In: Accounting
Adrian is a salesperson who represents several wholesale companies. On January 2, 2018, she receives by mail a commission check from Ace Distributors in the amount of $10,000 and dated December 30, 2017. Adrian is concerned about the year in which the $10,000 is taxable. Although the check is dated 2017, she contends that it would have been unreasonable for her to drive the 50 miles to the Ace offices on a holiday to collect the check. Further, Adrian maintains that even if she had made the trip to collect the check, by the time she returned home, her bank would have closed and she could not have received credit for the check until after the first of the year. Adrian would like you to determine whether she should include the $10,000 on her 2017 or 2018 tax return. §61; Reg. §1.451-1; Murphy v. U.S., 71 AFTR 2d 93-1862 (CA9, 1993); Kahler, 18 T.C. 31 (1942); Zahirdueen Premji, et ux. v. Commissioner, TC Memo 1996-304.
Facts of the Case:
Cheque Dated: December 30, 2017 (Saturday)

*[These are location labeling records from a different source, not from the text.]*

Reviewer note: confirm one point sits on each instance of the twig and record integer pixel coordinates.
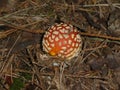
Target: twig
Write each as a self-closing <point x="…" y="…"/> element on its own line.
<point x="100" y="36"/>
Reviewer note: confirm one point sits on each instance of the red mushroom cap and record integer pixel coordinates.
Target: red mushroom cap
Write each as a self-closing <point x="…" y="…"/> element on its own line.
<point x="62" y="40"/>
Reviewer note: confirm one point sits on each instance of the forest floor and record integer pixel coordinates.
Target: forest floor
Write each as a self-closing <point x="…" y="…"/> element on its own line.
<point x="25" y="66"/>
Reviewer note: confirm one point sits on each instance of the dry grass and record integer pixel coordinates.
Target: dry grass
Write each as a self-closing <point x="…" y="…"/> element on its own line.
<point x="24" y="65"/>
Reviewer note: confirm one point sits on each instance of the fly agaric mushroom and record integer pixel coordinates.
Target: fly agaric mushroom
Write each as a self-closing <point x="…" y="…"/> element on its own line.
<point x="62" y="40"/>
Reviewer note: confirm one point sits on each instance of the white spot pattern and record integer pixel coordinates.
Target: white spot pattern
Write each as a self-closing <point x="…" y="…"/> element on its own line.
<point x="71" y="45"/>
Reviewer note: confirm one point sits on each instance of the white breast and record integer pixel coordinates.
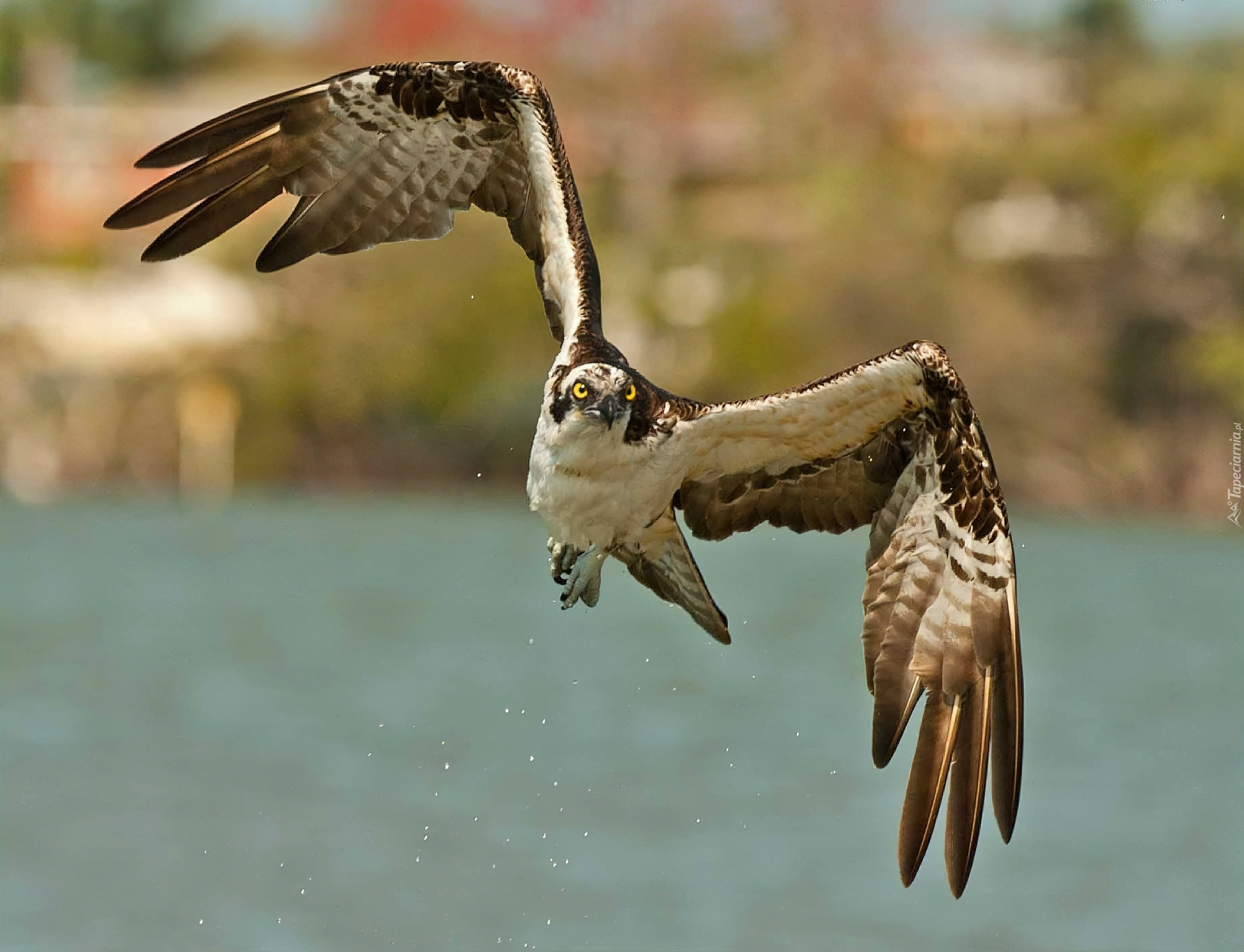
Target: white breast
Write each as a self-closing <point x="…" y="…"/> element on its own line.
<point x="591" y="487"/>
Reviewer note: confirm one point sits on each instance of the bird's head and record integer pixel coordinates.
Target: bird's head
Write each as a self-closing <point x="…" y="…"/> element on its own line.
<point x="596" y="393"/>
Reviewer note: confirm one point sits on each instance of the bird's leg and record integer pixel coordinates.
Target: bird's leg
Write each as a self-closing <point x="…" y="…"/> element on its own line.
<point x="561" y="559"/>
<point x="585" y="579"/>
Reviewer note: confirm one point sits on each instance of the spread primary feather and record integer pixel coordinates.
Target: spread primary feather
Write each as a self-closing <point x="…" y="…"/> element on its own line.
<point x="391" y="152"/>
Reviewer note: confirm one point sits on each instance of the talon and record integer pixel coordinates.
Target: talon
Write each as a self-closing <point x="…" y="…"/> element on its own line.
<point x="585" y="579"/>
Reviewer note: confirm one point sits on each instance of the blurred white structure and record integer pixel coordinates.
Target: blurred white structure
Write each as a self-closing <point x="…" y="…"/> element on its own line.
<point x="127" y="320"/>
<point x="85" y="375"/>
<point x="207" y="412"/>
<point x="1026" y="222"/>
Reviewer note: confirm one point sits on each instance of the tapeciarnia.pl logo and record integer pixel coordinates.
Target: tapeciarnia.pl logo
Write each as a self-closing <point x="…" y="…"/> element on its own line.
<point x="1233" y="494"/>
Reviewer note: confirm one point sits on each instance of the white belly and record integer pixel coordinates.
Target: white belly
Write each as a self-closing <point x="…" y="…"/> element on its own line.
<point x="591" y="488"/>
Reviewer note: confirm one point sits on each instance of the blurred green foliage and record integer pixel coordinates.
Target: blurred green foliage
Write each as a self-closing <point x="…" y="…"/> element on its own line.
<point x="116" y="40"/>
<point x="824" y="194"/>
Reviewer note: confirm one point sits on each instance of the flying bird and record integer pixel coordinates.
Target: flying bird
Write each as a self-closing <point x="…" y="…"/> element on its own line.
<point x="391" y="152"/>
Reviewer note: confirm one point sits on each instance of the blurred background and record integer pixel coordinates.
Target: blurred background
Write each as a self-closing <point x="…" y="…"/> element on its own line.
<point x="327" y="701"/>
<point x="777" y="189"/>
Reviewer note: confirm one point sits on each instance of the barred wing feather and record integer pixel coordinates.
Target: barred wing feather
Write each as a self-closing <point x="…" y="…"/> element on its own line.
<point x="893" y="443"/>
<point x="387" y="154"/>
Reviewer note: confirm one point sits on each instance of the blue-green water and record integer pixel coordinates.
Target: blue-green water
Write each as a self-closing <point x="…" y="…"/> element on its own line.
<point x="285" y="727"/>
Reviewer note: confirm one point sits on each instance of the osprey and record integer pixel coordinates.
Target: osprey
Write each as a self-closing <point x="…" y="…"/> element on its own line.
<point x="389" y="154"/>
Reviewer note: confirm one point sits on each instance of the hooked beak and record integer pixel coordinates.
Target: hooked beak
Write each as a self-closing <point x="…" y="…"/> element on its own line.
<point x="608" y="410"/>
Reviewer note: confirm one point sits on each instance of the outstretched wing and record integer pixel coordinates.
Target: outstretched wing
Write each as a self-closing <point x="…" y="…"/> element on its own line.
<point x="385" y="155"/>
<point x="662" y="561"/>
<point x="893" y="443"/>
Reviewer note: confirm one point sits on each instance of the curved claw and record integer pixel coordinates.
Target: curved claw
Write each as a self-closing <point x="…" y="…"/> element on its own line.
<point x="561" y="559"/>
<point x="585" y="579"/>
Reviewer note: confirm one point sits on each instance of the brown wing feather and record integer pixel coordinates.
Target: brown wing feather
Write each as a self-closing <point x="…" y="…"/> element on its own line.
<point x="907" y="454"/>
<point x="663" y="563"/>
<point x="386" y="155"/>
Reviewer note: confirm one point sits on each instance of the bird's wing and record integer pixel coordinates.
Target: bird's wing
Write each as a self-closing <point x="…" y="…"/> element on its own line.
<point x="387" y="154"/>
<point x="662" y="561"/>
<point x="893" y="443"/>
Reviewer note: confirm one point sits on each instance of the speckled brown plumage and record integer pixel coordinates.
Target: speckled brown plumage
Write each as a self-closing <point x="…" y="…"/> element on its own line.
<point x="392" y="152"/>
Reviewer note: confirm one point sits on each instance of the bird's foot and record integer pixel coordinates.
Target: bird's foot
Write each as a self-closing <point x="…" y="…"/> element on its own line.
<point x="585" y="579"/>
<point x="561" y="559"/>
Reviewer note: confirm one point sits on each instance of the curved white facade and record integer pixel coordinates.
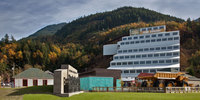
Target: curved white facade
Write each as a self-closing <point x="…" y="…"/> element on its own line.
<point x="147" y="52"/>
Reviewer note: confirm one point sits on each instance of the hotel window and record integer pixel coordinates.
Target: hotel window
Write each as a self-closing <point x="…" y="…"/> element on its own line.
<point x="154" y="35"/>
<point x="159" y="35"/>
<point x="148" y="62"/>
<point x="141" y="37"/>
<point x="147" y="36"/>
<point x="145" y="71"/>
<point x="130" y="50"/>
<point x="156" y="55"/>
<point x="161" y="61"/>
<point x="130" y="63"/>
<point x="139" y="71"/>
<point x="163" y="48"/>
<point x="169" y="47"/>
<point x="133" y="56"/>
<point x="146" y="49"/>
<point x="168" y="61"/>
<point x="162" y="54"/>
<point x="153" y="40"/>
<point x="150" y="55"/>
<point x="132" y="71"/>
<point x="142" y="62"/>
<point x="135" y="37"/>
<point x="136" y="42"/>
<point x="132" y="42"/>
<point x="164" y="39"/>
<point x="118" y="63"/>
<point x="167" y="34"/>
<point x="157" y="48"/>
<point x="142" y="41"/>
<point x="176" y="38"/>
<point x="175" y="33"/>
<point x="124" y="63"/>
<point x="169" y="39"/>
<point x="121" y="57"/>
<point x="143" y="56"/>
<point x="138" y="56"/>
<point x="169" y="54"/>
<point x="136" y="62"/>
<point x="126" y="57"/>
<point x="155" y="62"/>
<point x="158" y="40"/>
<point x="147" y="41"/>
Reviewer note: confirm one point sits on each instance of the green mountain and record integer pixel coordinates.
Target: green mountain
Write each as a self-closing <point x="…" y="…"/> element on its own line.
<point x="48" y="30"/>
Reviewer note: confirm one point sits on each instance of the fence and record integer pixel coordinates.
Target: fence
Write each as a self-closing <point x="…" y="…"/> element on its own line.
<point x="182" y="89"/>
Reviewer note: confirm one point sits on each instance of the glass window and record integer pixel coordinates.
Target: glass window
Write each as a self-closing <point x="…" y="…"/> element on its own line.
<point x="147" y="41"/>
<point x="132" y="42"/>
<point x="141" y="37"/>
<point x="130" y="63"/>
<point x="153" y="40"/>
<point x="169" y="54"/>
<point x="135" y="37"/>
<point x="163" y="48"/>
<point x="133" y="56"/>
<point x="161" y="61"/>
<point x="143" y="56"/>
<point x="148" y="62"/>
<point x="136" y="62"/>
<point x="118" y="63"/>
<point x="139" y="71"/>
<point x="157" y="48"/>
<point x="162" y="54"/>
<point x="156" y="55"/>
<point x="130" y="50"/>
<point x="167" y="34"/>
<point x="176" y="38"/>
<point x="121" y="57"/>
<point x="168" y="61"/>
<point x="126" y="57"/>
<point x="169" y="39"/>
<point x="158" y="40"/>
<point x="159" y="35"/>
<point x="132" y="71"/>
<point x="140" y="50"/>
<point x="137" y="42"/>
<point x="155" y="62"/>
<point x="175" y="33"/>
<point x="154" y="35"/>
<point x="145" y="71"/>
<point x="142" y="62"/>
<point x="150" y="55"/>
<point x="147" y="36"/>
<point x="138" y="56"/>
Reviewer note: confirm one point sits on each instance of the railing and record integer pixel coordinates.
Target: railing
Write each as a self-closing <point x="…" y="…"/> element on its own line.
<point x="129" y="89"/>
<point x="182" y="89"/>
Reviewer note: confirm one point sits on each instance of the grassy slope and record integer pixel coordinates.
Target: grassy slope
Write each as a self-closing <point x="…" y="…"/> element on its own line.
<point x="116" y="96"/>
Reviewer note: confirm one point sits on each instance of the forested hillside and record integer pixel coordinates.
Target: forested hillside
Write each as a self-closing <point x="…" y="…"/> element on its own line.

Cheque received: January 2, 2018
Argument of taxpayer: Although the check is dated 2017, she contends that it would have been unreasonable for her to drive the 50 miles to the Ace offices on a holiday to collect the check.
Issue: whether to include the $10,000 on her 2017 or 2018 tax return. This depends on when did the Andrian realize the income represented by the commission check delivered.
Was it in 2017 or in 2018?
This, in turn, is based on the question whether the receipt of a check by a cash basis taxpayer after banking hours on the last day or received after end of the taxable period constitutes a realization of income.
Case law: Kahler, 18 T.C. 31 (1942):
It was held that receipt of a check is regarded as payment and income unless it is subject to some restriction. A finding is made that the check in question was received by the petitioner ‘sometime after 5 p.m. on December 31, 1946. ‘There is also evidence that he could not have obtained cash for the check at the drawee bank but he could have deposited the check in that bank, later on December 31, 1946. There was another bank in the town and the evidence does not show whether or not he could have cashed the check in that bank after regular banking hours. Furthermore he might have made some other use of the check during 1946. For example, he might have cashed it at some place other than at a bank or he might have used it to discharge some obligation, within the year 1946. Thus the cheque was taxable in the year of 1946 instead of 1947.
As per above case study, it can be concluded that Adrian should pay should include the $10,000 on her 2017 tax return on receipt of cheque. She could have received the cheque on December 30th 2017 even though she argued the check is dated 2017, she contends that it would have been unreasonable for her to drive the 50 miles to the Ace offices on a holiday to collect the cheque.